Once agreement is reached on data standards for European synchrotrons and neutron sources and implemented through open networked interfaces, this will allow industry to utilise publicly available data, processing or reordering the data in such a way that it could be presented with added value to commercial market segments like, for example, life science, engineering or material science.

The potential and progress of the project will be readily disseminated to the scientific community through other relevant Integrated Infrastructure Initiatives (I3), specifically, NMI3 for neutrons and ELISA for synchrotrons and FELs. NMI3 and ELISA are each coordinated by one of the partners of PaNdata Europe. Links to other relevant types of multidisciplinary RIs, such as lasers or NMR, will be made through the I3 Network which is also coordinated by one of the partners. These will also enable rapid roll-out to other neutron and photon RIs.
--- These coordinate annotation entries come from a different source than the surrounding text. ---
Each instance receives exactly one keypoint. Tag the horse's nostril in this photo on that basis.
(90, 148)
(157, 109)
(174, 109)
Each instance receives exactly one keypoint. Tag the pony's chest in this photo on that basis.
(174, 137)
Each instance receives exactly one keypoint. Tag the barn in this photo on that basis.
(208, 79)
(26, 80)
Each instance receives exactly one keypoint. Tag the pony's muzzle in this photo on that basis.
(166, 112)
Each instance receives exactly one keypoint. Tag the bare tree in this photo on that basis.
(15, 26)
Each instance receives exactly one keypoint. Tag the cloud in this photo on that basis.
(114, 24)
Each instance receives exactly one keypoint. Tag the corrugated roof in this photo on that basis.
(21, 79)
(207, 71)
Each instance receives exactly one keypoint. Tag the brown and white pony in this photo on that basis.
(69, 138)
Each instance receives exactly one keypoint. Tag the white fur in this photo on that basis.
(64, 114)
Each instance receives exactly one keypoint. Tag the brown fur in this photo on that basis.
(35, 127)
Cooperative knowledge exchange between PaNdata and e-infrastructure providers like EGI and PRACE will strongly benefit from the standardisation efforts and significantly enhance the research opportunities of photon and neutron user communities.

The clear benefit of an EU-funded collaborative project will be the strong incentive and timescale for initiating and completing actions. Considering the demonstrated success of collaborative ventures within the NMI3 and ELISA projects and their successful routine operation, we expect the same to evolve from this work. This project also provides an opportunity for wider collaborations between similar relevant European initiatives and will ensure integration into the wider data infrastructure supporting multi-disciplinary science. And last but not least, PaNdata ODI will stimulate discussions and possibly collaborations with North American neutron and photon laboratories which are currently lacking similar initiatives.